HAMi v2.8.0 includes enhancements and refinements in observability, specifically:

  • New hami_build_info metric
  • More complete version and build information output at startup
  • Official removal of previously deprecated legacy metrics

These improvements make version tracking, issue troubleshooting, and operational visibility clearer in production environments.

Heterogeneous Devices and Vendor Ecosystem Progress

HAMi continues to evolve around the unified management and scheduling capabilities of multiple GPU/AI accelerator types.

During the v2.8.0 cycle, the community has continued advancing in the following directions:

  • Adaptation and capability enhancement for different GPU/AI accelerator device models
  • Continued support and feature additions for domestic GPU/AI chips
  • Continuous integration of related features and bug fixes (see GitHub PR records for details)
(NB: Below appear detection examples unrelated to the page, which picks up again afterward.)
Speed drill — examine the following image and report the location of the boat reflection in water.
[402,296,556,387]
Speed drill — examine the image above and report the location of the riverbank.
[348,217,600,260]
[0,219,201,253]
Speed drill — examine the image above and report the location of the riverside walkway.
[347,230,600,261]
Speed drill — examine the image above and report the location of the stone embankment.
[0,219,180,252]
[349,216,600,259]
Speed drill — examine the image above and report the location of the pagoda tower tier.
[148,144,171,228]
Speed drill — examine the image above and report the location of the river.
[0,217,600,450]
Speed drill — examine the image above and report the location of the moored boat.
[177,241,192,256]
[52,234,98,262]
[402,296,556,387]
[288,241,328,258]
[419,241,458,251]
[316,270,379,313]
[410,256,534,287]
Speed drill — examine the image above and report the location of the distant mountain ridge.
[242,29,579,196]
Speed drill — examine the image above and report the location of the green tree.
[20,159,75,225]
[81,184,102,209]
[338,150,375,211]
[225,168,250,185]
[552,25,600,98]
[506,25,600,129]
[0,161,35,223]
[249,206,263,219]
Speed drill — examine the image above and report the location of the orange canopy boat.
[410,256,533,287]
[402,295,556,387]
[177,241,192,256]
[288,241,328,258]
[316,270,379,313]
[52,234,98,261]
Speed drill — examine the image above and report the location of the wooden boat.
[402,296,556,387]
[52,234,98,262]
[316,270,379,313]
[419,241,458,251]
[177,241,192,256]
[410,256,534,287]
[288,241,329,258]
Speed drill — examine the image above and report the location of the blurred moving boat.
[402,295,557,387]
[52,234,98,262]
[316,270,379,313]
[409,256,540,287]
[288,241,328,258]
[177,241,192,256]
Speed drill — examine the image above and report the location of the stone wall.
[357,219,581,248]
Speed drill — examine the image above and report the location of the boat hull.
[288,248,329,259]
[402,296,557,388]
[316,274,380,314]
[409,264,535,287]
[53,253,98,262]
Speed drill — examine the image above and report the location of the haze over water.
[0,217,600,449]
These improvements further enhance HAMi's availability and expansion space in heterogeneous compute environments.

Upstream and Downstream Ecosystem Integration Progress

HAMi is not just an independent project but also continues to co-evolve with key components in the Kubernetes AI ecosystem. Current major integration directions include:

  • Kueue: The HAMi community has contributed enhancement capabilities to the Kueue project, enabling native support for HAMi's device resource management and scheduling model, providing heterogeneous device scheduling support for batch AI job queue management
  • vLLM: Fixed compatibility issues in multi-card scenarios (see related issues #1461 and #1381)

These ecosystem integrations help users build more complete compute scheduling and resource management solutions in real AI workloads.

Community and Project Progress

HAMi is not just a code repository but also a continuously evolving open-source community and project organization.

During the v2.8.0 cycle, the community has remained active in the following areas:

  • Real-world usage feedback from users and vendors, such as the DaoCloud user case of using HAMi to build GPU clouds, published on the CNCF official website

The HAMi community welcomes more developers, users, and ecosystem partners to participate in the project and jointly advance GPU virtualization and device scheduling capabilities.

Summary

HAMi v2.8.0 is a significant version update focused on standardization, production readiness, and ecosystem alignment.

By introducing DRA, enhancing scheduling high availability capabilities, aligning with mainstream device plugins and runtime standards, and continuously expanding heterogeneous device and ecosystem integration, HAMi is steadily moving toward a more mature and sustainable GPU resource management and scheduling platform.